Scientists at the Harvard Stem Cell Institute in Boston published studies Sept. 30 showing they had reprogrammed adult skin cells into iPS cells without the hazards previously associated with the technique. Unlike previous conversions of adult cells into stem cells, these iPS cells did not require the use of viruses to insert genes into cells — a technique which increases the risk of cancer in the recipient of the cells.

The ability of stem cells, which are the body’s master cell, to convert to other cells and tissues has provided great hope for developing cures for various diseases.

Geron’s announcement was made as a battle over government funding of ESCR is being fought in the federal judiciary.

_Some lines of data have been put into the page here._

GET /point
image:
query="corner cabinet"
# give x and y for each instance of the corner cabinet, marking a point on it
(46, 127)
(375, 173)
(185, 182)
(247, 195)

On Sept. 28, the District of Columbia Circuit Court of Appeals ruled that federal funding of ESCR may continue while a legal challenge is considered.

D.C. federal judge Royce Lamberth had halted the grants Aug. 23 because a lawsuit against NIH guidelines on ESCR had “a strong likelihood” of succeeding. He has not issued a final ruling the case.

In his injunction stopping funding of ESCR, Lamberth found NIH’s 2009 guidelines violated a 1996 law that prohibits federal funds for research in which a human embryo is destroyed. NIH’s rules allow funding for research on stem cells derived from embryos created by in vitro fertilization but not implanted.
Tom Strode is the Washington bureau chief for Baptist Press.